Miss Vogue receives cautious welcome from health campaigners

Spin-off fashion magazine aimed at teenagers must adopt 'responsible approach' warns MP amid body image fears
  
  

The February 2013 cover of UK Vogue
The February 2013 cover of UK Vogue. Photograph: Frank Baron for the Guardian Photograph: Frank Baron/Guardian

British Vogue will launch its first magazine aimed at a young readers, its editor has announced.

Alexandra Shulman said: "We are really excited at the opportunity to create a slightly different Vogue for this readership. I wanted to produce something that would have bespoke content for a younger audience."

While the Miss Vogue launch caused stirrings of excitement within the fashion industry, campaigners on body image issues greeted news of the 124-page magazine, which will be given away free with British Vogue in June, with caution.

"We know the media, fashion industry or advertising do not directly cause eating disorders – they are more complex than that – but it is a powerful influence, which could become part of the solution, rather than being blamed for the problem," Leanne Thorndyke, spokeswoman for the B-eat eating disorder charity, told the Guardian.

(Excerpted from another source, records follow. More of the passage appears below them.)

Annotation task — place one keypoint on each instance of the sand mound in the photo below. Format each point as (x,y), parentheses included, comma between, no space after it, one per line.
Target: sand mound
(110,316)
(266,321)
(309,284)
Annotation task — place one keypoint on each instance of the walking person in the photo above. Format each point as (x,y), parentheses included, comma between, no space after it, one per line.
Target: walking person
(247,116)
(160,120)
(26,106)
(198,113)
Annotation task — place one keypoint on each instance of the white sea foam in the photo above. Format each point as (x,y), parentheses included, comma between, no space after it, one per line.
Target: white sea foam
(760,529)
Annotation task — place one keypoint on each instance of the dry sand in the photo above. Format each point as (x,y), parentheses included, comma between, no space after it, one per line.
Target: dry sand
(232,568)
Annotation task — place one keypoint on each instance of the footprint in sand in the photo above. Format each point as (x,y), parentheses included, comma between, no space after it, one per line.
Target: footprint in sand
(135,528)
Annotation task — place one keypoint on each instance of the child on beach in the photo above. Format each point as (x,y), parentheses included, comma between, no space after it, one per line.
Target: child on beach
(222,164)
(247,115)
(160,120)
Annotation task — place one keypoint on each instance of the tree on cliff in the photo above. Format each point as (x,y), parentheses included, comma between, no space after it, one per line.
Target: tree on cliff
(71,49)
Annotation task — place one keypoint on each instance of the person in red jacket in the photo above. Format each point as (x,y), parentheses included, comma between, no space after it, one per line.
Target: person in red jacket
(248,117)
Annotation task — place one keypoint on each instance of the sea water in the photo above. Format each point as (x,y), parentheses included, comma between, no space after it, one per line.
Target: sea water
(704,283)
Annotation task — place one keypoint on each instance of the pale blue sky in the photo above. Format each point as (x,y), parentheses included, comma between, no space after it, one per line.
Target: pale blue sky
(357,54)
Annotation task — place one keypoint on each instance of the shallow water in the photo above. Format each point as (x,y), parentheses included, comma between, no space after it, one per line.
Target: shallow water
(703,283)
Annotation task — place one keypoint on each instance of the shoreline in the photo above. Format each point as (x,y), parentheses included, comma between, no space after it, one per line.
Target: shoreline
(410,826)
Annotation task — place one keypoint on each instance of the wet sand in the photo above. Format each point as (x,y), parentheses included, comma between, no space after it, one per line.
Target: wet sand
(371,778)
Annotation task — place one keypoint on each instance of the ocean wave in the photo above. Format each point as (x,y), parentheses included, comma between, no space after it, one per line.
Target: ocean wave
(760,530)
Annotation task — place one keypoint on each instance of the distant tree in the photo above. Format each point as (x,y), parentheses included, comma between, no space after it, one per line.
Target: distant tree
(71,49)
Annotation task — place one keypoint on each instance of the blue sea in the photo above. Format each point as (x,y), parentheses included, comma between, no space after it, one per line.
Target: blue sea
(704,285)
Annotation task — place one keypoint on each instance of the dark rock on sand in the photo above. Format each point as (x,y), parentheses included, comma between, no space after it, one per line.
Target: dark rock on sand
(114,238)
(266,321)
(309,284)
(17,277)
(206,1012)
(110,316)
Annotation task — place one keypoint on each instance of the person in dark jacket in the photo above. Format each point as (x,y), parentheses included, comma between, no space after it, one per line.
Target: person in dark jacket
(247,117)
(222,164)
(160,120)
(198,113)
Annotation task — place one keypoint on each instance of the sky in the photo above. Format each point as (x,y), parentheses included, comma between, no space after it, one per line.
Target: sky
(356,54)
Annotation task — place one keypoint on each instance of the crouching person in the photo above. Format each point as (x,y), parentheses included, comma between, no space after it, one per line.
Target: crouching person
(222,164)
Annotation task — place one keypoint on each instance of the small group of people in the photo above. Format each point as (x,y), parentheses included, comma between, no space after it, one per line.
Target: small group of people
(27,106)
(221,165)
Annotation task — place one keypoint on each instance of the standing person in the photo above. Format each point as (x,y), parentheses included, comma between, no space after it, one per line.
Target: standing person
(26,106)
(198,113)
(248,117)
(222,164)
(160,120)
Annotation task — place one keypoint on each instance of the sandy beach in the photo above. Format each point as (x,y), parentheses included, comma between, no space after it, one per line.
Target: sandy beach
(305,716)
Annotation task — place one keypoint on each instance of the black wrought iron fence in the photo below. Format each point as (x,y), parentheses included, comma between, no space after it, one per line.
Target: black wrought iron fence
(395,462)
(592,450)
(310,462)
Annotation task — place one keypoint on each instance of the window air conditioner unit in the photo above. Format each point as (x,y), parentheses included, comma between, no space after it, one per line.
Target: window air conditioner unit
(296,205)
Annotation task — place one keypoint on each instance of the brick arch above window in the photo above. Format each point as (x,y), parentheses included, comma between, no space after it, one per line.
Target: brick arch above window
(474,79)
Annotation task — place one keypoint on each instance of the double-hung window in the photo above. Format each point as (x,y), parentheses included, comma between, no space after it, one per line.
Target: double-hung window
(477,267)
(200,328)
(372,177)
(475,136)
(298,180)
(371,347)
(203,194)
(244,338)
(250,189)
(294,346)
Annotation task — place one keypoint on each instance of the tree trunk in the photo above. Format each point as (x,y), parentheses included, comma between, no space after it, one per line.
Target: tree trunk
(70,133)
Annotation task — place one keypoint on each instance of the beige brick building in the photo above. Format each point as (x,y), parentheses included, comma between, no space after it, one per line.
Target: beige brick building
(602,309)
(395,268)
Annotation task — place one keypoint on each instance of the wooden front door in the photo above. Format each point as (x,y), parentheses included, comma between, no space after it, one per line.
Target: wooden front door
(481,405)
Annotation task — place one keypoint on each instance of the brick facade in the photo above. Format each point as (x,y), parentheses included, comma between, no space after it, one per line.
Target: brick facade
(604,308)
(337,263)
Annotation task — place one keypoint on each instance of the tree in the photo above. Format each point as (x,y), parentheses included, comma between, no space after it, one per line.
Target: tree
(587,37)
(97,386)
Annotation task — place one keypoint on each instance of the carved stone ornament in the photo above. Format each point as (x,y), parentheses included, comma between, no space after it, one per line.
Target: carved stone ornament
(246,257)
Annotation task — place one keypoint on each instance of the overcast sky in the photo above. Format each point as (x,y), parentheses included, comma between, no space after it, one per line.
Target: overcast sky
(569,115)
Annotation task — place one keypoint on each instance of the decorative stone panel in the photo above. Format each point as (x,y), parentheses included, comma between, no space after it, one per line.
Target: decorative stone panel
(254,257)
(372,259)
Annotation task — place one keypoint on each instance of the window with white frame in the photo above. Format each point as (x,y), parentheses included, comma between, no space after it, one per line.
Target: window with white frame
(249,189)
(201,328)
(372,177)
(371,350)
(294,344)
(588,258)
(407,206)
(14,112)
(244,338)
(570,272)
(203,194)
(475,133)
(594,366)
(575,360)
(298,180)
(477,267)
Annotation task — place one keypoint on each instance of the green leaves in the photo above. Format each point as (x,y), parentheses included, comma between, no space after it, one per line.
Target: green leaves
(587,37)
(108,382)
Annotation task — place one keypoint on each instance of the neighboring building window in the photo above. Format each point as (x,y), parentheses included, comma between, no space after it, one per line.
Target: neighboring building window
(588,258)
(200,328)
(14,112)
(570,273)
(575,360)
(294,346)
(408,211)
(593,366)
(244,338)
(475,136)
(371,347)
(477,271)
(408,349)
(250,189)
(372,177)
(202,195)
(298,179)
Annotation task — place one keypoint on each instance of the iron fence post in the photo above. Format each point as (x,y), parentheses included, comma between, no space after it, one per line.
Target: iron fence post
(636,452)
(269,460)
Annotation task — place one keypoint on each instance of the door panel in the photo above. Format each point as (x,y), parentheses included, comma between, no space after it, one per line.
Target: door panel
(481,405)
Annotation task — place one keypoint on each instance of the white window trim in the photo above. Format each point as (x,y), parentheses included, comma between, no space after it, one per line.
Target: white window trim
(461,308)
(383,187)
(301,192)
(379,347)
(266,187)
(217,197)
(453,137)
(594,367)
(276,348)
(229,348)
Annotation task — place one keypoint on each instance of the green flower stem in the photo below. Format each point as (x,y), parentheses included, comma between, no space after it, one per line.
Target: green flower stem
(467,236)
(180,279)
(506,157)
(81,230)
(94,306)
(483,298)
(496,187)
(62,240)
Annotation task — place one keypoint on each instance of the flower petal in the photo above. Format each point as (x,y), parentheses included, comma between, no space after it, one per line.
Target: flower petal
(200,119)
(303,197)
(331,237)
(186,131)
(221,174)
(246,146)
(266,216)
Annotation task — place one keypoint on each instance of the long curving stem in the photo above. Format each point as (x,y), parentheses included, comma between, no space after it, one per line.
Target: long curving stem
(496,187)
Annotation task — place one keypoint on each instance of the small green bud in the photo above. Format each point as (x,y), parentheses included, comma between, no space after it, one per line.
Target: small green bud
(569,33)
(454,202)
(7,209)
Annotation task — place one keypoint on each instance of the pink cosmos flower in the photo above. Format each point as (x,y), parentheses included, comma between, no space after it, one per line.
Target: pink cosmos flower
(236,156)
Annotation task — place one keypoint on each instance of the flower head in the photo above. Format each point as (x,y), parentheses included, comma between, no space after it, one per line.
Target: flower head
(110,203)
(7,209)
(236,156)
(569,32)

"We want to challenge the current aesthetic that shows only the tall and very slender as the aspirational ideal of beauty."

Caroline Nokes MP, who works with the all-party parliamentary group on body image, praised Vogue for being better than its rivals at featuring diverse models. "I sincerely hope Vogue will adopt a responsible approach in this crowded and sensitive marketplace," she said of Miss Vogue.

Teen Vogue launched in America in 2003 and has a circulation of more than 1m. It made headlines last year when two teenager girls petitioned it to stop Photoshopping models. The magazine responded: "We feature healthy models on the pages of our magazine and shoot dozens of non-models and readers every year and do not retouch them to alter their body size."

A spokesperson for British Vogue did not elaborate on what age constituted a younger audience but underlined that "healthy confidence" was a key part of their editorial approach.